Berlin. Nach einem Bericht der europäischen Finanzaufsicht ESMA zum Wirecard-Skandal hat die FDP scharfe Kritik an Bundesfinanzminister Olaf Scholz (SPD) und der deutschen Finanzaufsicht Bafin geübt. „Der ESMA-Bericht ist politischer Sprengstoff für Olaf Scholz. Die ESMA formuliert es sehr höflich, aber im Kern stellt sie in den Raum, dass Wirecard politisch geschützt wurde“, sagte der finanzpolitische Sprecher der FDP-Bundestagsfraktion, Florian Toncar, dem RedaktionsNetzwerk Deutschland (RND).
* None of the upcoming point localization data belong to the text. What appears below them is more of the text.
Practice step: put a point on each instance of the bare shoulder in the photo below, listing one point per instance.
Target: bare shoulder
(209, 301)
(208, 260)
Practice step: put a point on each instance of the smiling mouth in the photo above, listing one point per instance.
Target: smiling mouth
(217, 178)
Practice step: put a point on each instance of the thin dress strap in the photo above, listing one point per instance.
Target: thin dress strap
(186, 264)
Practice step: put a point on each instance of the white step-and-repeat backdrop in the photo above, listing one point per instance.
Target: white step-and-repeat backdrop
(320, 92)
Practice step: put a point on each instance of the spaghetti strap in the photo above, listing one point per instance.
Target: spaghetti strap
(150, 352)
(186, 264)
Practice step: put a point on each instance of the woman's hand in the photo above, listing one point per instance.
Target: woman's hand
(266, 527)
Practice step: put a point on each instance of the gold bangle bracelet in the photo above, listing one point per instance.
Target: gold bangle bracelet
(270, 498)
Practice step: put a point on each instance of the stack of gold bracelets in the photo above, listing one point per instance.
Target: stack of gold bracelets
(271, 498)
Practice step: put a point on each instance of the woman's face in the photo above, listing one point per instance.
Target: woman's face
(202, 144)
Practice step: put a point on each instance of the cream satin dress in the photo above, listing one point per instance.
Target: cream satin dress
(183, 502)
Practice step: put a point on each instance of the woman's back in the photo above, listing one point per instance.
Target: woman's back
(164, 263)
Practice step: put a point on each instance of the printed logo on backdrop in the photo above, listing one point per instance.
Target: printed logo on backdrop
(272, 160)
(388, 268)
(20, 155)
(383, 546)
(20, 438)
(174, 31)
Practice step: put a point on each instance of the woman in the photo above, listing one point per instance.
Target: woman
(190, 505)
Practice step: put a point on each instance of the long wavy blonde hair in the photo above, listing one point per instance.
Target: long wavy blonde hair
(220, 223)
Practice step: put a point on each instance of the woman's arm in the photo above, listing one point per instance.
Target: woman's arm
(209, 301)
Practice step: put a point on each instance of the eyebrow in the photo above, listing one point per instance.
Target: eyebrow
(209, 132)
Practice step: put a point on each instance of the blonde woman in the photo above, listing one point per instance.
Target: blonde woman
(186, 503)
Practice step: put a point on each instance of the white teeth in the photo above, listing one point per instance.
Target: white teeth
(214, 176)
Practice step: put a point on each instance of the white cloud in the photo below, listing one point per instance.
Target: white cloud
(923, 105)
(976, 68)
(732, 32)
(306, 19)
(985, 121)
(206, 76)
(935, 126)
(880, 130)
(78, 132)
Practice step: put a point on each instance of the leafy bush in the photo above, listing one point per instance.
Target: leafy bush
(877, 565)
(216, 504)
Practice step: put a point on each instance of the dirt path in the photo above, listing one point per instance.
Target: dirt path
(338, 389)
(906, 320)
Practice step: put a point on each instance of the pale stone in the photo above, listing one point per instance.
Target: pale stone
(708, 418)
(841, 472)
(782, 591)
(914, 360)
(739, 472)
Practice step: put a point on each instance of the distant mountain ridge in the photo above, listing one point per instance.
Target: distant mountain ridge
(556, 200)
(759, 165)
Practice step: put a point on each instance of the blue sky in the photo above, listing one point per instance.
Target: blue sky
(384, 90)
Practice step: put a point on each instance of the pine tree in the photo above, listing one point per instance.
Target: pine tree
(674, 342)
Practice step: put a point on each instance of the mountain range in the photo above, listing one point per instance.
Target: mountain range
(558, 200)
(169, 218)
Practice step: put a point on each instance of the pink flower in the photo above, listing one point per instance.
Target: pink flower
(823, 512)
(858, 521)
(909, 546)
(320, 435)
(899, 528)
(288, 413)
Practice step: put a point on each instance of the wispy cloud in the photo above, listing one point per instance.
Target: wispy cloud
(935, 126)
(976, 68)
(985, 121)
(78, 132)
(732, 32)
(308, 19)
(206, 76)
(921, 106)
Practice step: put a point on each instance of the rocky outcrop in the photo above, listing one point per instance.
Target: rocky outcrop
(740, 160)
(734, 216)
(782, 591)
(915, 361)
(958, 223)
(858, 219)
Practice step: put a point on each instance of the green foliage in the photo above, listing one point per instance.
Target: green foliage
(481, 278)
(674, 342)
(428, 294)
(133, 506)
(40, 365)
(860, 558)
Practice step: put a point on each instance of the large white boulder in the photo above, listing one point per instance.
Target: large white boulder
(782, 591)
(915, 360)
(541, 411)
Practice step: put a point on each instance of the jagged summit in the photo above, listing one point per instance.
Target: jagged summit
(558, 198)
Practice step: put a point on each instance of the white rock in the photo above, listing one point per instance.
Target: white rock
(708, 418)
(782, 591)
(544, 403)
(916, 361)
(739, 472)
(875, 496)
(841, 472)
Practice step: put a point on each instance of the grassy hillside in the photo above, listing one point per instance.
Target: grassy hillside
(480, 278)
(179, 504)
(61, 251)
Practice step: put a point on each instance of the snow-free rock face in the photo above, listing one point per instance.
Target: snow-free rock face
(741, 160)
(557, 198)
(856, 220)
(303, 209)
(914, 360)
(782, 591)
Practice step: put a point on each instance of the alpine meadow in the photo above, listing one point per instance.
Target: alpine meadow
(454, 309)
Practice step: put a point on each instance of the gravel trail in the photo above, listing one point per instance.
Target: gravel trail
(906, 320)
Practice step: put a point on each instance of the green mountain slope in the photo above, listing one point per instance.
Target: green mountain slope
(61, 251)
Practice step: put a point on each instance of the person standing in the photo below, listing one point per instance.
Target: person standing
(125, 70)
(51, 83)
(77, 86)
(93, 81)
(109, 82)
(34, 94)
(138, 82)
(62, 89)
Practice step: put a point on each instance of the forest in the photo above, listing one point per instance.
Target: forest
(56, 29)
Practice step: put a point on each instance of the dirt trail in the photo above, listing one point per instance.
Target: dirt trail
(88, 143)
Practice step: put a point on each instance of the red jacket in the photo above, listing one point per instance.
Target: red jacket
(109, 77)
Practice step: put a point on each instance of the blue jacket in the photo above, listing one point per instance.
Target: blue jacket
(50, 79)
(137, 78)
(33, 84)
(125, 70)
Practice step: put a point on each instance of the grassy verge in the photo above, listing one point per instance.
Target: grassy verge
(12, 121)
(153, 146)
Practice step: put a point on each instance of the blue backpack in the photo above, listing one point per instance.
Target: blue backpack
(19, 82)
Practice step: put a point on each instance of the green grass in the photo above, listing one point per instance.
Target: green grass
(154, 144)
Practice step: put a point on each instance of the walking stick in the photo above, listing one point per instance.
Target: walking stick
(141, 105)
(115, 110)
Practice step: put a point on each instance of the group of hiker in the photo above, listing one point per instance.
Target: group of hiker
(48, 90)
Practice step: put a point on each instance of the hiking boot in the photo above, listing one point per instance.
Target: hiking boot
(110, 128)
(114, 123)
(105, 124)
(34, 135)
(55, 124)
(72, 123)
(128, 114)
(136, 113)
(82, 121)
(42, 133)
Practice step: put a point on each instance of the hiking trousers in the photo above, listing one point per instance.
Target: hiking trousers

„Zudem weist der Bericht auf haarsträubende Praktiken beim Handel von Bafin-Beschäftigten hin“, so Toncar weiter. Die Bafin habe eingeräumt, dass sogar Mitarbeiter mit Zugang zu Insiderinformationen Wirecard-Aktien gehandelt hätten. „Der Vertrauensverlust in die Aufsicht, der damit verbunden ist, ist kaum wiedergutzumachen“, sagte der Liberale. „Wenn Olaf Scholz daraus keine personellen Konsequenzen zieht, ist er endgültig Teil des Problems und nicht der Lösung.“
Die EU-Behörde hat am Dienstagmorgen einen Bericht zur Insolvenz des früheren Finanzdienstleisters und Dax-Konzerns vorgelegt. Darin attestieren die europäischen Prüfer der deutschen Finanzaufsicht etliche Defizite und Versäumnisse. Kritisch sieht die EU-Behörde die Nähe der Bafin zur Politik. Aus der Häufigkeit und dem Detaillierungsgrad der Bafin-Berichte an das Bundesfinanzministerium leitet die ESMA ein „erhöhtes Risiko der Einflussnahme“ durch das Ministerium ab.
Zweifel über mögliche Interessenkonflikte
Zudem bemängelt die ESMA die Intransparenz bei der Bafin über den Aktienbesitz der Mitarbeiter. Dies werfe Zweifel über die Widerstandsfähigkeit der internen Kontrollsysteme der Aufsicht in Bezug auf mögliche Interessenkonflikte auf.
Wirecard hatte im Juni Luftbuchungen von 1,9 Milliarden Euro eingeräumt und in der Folge Insolvenz angemeldet. Die Firma saß als Dienstleister für bargeldlose Zahlungen an Ladenkassen und im Internet an der Schnittstelle zwischen Händlern und Kreditkartenfirmen. Die Münchner Staatsanwaltschaft geht davon aus, dass das Unternehmen seit 2015 Scheingewinne auswies und ermittelt wegen gewerbsmäßigen Bandenbetrugs. Um die politische Aufklärung bemüht sich ein Untersuchungsausschuss des Deutschen Bundestages.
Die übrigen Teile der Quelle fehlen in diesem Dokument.